Denn vor dem angeblichen Bildersturm gab es – und dies ist belegt – die Aktion der zur Reformation übergetretenen Augustinermönche, die die Altarbilder aus ihrer eigenen Klosterkirche holten und auf dem Hof verbrannten. Kurz danach verabschiedet der Rat, unter Mitwirkung Karlstadts, eine Stadtordnung, die besagt, dass „die bild und altarien söllen abgethan werden“, aber eben nicht im Aufruhr, sondern in geordneten Bahnen.
Der Bildersturm gilt als ein Teil der „Wittenberger Bewegung“, bei der der reformatorische Eifer aus dem Ruder läuft, Studenten die Messen im Allerheiligenstift (der Schlosskirche) stören, und Karlstadt am Weihnachtstag daselbst erstmals Messe in Alltagskleidung hält und Abendmahl mit Brot und Wein („in zweierlei Gestalt“) nicht nur ausreicht, sondern die verunsichert reagierenden Gläubigen in die Hand nehmen lässt.

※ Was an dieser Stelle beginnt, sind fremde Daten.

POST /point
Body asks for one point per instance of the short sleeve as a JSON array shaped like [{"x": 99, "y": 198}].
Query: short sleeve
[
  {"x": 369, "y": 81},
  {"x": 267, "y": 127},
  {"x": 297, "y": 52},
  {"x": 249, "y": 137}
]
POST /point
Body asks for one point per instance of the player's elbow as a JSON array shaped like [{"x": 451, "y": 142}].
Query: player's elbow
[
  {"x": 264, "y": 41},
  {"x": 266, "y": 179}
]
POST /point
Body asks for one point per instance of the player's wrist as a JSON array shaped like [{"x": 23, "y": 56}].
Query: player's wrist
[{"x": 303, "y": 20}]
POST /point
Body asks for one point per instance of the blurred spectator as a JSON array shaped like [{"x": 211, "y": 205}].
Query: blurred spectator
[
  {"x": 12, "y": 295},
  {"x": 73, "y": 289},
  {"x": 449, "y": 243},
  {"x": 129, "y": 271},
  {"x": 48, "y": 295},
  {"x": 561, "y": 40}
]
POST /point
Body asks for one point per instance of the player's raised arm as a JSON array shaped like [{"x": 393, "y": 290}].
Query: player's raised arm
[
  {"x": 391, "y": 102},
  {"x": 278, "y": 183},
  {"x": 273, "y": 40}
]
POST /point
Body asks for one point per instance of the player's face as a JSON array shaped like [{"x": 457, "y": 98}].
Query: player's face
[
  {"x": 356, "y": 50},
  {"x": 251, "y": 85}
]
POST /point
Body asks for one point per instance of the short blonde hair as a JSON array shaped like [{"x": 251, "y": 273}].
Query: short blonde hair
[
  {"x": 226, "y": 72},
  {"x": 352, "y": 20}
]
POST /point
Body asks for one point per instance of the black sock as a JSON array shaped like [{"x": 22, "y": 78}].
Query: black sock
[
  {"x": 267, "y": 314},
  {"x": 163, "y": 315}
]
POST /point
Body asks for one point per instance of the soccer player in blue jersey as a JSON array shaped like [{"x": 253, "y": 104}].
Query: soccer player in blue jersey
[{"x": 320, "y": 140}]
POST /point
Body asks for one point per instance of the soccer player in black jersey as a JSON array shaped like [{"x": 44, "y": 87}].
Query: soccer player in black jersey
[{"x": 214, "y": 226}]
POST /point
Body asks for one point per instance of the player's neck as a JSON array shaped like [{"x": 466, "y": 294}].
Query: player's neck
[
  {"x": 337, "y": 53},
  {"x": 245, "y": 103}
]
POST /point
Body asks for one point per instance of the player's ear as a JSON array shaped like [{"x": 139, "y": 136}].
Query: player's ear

Von zwei oder drei „Zwickauer Propheten“ ist die Rede, die aufrührerisch predigend durch die Stadt gezogen sein sollen. Anfang März kehrt Luther im hohen Maße alarmiert zurück und – so geht die Sage – beruhigt die Gemüter durch seine Predigten und nimmt die Auswüchse der Reformen zurück.
Doch diese Darstellung vom Verlauf der Ereignisse ist „nur eine von vielen zeitgenössischen Wahrnehmungen, welche sich gegen andere, konkurrierende Sichtweisen durchsetzte, die in Vergessenheit gerieten.“ Und es handele sich dabei „namentlich um die Sichtweise Luthers.“ Das sagt die derzeit in Erlangen tätige junge Kirchenhistorikerin Natalie Krentz, deren Dissertation über die Wittenberger Bewegung 2013 mit einem Preis ausgezeichnet wurde. Mit Recht, wie man bei der Lektüre der als Buch veröffentlichten Arbeit bald feststellt, angesichts eines souveränen Umgangs mit Quellen und einer überzeugenden Beweisführung.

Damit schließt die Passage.